Search code examples
clojurejsoupclojure-java-interop

Specifying class of object in clojure


I wan't to scrape a website, which requires me to login. I've decided to use Jsoup to do this. I'm having trouble "translating" this line of code to Clojure properly:

Connection.Response loginForm = Jsoup.connect("**url**")
        .method(Connection.Method.GET)
        .execute();

Without specifying the class Connection.Response in my Clojure code, the connection has the class jsoup.helper.HttpConnect, which lacks methods I need to cookies from the session.

So far I've come up with the following Clojure code:

(import (org.jsoup Jsoup Connection
               Connection$Response Connection$Method))
(do
 (def url "*URL*")
 (def res (doto (org.jsoup.Jsoup/connect url)
   (.data "username" "*USERNAME*")
   (.data "password" "*PASSWORD")
   (.method Connection$Method/POST)
   (.execute)))
 (type res))

Solution

  • The problem is you are using doto where you should use a -> threading macro:

    (let [url "*URL*"]
      (-> url
          (org.jsoup.Jsoup/connect)
          (.data "username" "*USERNAME*")
          (.data "password" "*PASSWORD*")
          (.method "Connection$Method/POST)
          (.execute)))
    

    doto form is usually used when you need to setup a Java object which provides setter-like methods returning void and that prevent you from use threading.

    (doto (SomeClass.)
      (.setA 1)
      (.setB 2)
      (.execute))
    

    Translates into:

    (let [obj (SomeClass.)]
      (.setA obj 1)
      (.setB obj 2)
      (.execute obj)
      obj)
    

    As you can see doto doesn't return the result of the last method call but the object provided as its first argument (SomeClass object in this case).

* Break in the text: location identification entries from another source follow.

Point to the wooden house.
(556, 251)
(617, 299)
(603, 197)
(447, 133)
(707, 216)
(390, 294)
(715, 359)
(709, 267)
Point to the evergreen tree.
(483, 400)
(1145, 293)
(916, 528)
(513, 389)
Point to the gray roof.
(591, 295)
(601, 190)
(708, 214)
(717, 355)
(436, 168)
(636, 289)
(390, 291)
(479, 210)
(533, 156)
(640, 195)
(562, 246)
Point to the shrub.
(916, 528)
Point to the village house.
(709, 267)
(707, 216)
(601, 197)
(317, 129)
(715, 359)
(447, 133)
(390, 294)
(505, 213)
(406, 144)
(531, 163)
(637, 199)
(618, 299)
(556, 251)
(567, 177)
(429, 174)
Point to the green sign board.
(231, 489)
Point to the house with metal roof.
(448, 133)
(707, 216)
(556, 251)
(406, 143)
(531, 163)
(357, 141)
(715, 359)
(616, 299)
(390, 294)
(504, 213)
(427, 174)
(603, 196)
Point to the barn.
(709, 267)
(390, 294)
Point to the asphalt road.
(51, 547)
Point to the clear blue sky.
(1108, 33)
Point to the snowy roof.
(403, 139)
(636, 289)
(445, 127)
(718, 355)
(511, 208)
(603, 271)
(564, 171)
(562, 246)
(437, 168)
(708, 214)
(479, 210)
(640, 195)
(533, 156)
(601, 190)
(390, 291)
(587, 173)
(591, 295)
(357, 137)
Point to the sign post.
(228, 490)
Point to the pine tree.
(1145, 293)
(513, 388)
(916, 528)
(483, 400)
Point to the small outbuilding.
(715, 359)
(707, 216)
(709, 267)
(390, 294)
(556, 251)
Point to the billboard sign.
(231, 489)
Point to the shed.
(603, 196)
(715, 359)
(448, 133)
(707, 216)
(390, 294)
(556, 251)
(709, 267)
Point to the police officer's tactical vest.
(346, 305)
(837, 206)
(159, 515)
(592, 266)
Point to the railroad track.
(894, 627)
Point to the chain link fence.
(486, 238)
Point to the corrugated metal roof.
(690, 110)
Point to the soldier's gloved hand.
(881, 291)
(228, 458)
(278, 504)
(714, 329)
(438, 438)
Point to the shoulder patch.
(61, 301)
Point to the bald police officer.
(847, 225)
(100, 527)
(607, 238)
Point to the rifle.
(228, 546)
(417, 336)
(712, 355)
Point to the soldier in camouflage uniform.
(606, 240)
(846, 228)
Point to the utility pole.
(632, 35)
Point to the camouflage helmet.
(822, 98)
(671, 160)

So your current code returns the object created by Jsoup/connect method (jsoup.helper.HttpConnect as you notices) instead of the Connection.Response result of execute() method call.

    What you need is:

    (-> (SomeClass.)
        (.withA 1)
        (.withB 2)
        (.execute))
    

    where with* are builder methods returning this instead of void.

    The above threading form is equivalent to:

    (.execute
      (.withB
        (.withA
          (SomeClass.)
          1)
        2))